Латинский трилистник (Цымбурский) - страница 14

Но важно не только само по себе соответствие терминов с ценностно нагруженной мировоззренческой семантикой на западной и восточной периферии индоевропейского ареала, поддерживаемое также и лит. dermė̃ «гармония, согласие» (<*dherm-yeH₂), dermùs «гармоничный», «согласованный», dẽramas «подходящий, годный» с тем же базисным празначением «устойчивой конфигурации, согласованного сочетания элементов» (ср. примечательную смысловую конверсию в лит. derė́ti «подходить, быть годным» <*dher- «держать, крепить»).[12] Не менее, если не более важно то, что в случаях с дхармой и формой мы касаемся терминов, обретших исключительное значение в интеллектуальном аппарате двух великих индоевропейских цивилизаций, поднявшихся в противолежащих концах Евро-Азии. Это тот случай, когда этимологическое родство заключает в себе перспективу обширного сравнительно-культурологического исследования. С учетом др.-инд. dharma несколько иначе воспринимаются слова Цицерона о форме государства, форме всего наилучшего, форме доблестного мужа и т.д. – или мысль Квинтилиана о некой «форме, установленной, чтобы жить сообразно с нею». Но, с другой стороны, учет лат. forma вносит важные нюансы в понимание многих древнеиндийских контекстов, в частности таких, где дхарма мыслится как проявление некой сущности. Знаменитое место из «Веданта-сутры» (1,1,20-21) о соотношении между трансцендентным Брахманом и Внутренним Правителем, живущим в Солнце и в зрачке человека antastaddharmopadeçāt bhedavyapadeçāccānyaḥ «Внутренний (Правитель), согласно учению, - его (Брахмана) дхарма, но, по указанию на различие, есть и иной (Брахман)» - может быть осмыслено в духе трактовки Внутреннего Правителя как космической формы-проявления Брахмана-Абсолюта.[13]

Везде, где индийская дхарма сохраняет смысл «образа», «строя», «порядка-конфигурации», «сущностно значимого качества», «свойства» и т.п., европейская форма оказывается законным комментарием к «дхарме». Но везде, где европейская форма несет в культурной истории Запада коннотации долженствования, обязательности, - индийская дхарма предстает комментарием к «форме».

3. Дело о Пренестинской фибуле: к оценке аргументов.

Данный этюд я представил в первом варианте на чтениях памяти И.М.Тронского в 2003г. – видя в них достойный повод обсудить проблематику Пренестинской фибулы.
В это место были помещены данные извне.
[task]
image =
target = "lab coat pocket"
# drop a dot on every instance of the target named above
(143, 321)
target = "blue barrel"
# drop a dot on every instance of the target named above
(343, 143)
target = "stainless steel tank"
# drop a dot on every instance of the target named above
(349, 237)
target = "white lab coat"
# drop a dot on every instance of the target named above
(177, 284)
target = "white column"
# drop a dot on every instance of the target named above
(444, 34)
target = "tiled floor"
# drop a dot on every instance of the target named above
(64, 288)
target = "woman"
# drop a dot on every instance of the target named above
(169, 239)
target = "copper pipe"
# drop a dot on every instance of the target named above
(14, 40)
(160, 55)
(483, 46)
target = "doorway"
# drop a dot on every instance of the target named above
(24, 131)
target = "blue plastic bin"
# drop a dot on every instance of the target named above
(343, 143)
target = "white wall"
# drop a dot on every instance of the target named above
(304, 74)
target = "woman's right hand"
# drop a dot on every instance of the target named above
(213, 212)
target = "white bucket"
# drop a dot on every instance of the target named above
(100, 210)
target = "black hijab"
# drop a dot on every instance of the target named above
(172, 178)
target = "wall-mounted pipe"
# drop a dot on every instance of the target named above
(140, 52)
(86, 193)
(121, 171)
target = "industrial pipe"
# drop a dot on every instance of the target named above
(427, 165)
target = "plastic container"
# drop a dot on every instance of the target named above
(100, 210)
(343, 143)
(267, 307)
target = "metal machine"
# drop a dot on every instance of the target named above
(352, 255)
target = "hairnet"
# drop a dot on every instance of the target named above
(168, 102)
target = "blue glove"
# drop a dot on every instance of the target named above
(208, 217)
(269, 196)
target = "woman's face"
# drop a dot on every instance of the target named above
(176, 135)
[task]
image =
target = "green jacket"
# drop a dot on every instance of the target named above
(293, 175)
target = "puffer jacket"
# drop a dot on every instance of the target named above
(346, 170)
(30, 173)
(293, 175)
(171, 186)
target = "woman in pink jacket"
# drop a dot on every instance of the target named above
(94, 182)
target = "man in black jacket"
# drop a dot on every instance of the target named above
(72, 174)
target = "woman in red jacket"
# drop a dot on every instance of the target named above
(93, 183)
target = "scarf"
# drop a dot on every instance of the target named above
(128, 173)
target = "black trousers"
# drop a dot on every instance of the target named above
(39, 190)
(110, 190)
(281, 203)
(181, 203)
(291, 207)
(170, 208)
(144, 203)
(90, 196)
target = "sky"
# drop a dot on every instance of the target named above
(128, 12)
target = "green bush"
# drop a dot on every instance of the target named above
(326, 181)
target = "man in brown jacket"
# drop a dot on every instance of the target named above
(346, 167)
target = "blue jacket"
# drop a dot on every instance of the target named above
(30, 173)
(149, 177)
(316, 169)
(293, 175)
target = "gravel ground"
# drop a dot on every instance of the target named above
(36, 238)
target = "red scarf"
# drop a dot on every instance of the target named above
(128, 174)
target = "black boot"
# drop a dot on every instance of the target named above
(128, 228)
В своих трудах по истории латыни Тронский постоянно обращался к надписи на фибуле Manios: med: fhe ⁝ fhaked:(=vhe ⁝ vhaked): Numasioi «Маний меня сделал для Нумасия»( или «Маний меня посвятил Нумасию»[Colonna 1979:163-164]), как к древнейшему памятнику этого языка (УП в.до н.э.), иллюстрировал динамику латинской фонетики и морфологии сопоставлением форм из «надписи Мания» с позднейшими. Можно было лишь пожалеть, что ученый не дожил до начала 1980-х гг., когда статус самой фибулы и текста на ней стал предметом бурного спора среди антиковедов и лингвистов после выхода работ А.Гордона и особенно М.Гвардуччи [Gordon 1975; Guarducci 1980; Guarducci 1984; Guarducci 1987; Guarducci 1991]. Я обсуждал в докладе скандальную ситуацию, которая создалась вокруг Пренестинской фибулы в академическом сообществе на рубежах XX-XXI вв. Однако в 2004г. в итальянском журнале «Дайдалос» появилась очень важная статья М.Манчини, постаравшегося суммировать те имманентные языковые и эпиграфические особенности, которые будто бы сами по себе, независимо от ситуации исторического скандала, дискредитируют надпись на фибуле в качестве подлинно древнелатинского текста. Сердечно благодарю коллегу А.Кейдана, ознакомившего меня с работой Манчини. Эта статья побудила меня дополнить доклад при подготовке его к печати второй – так сказать, «манчиниевской» (или «антиманчиниевской») – частью.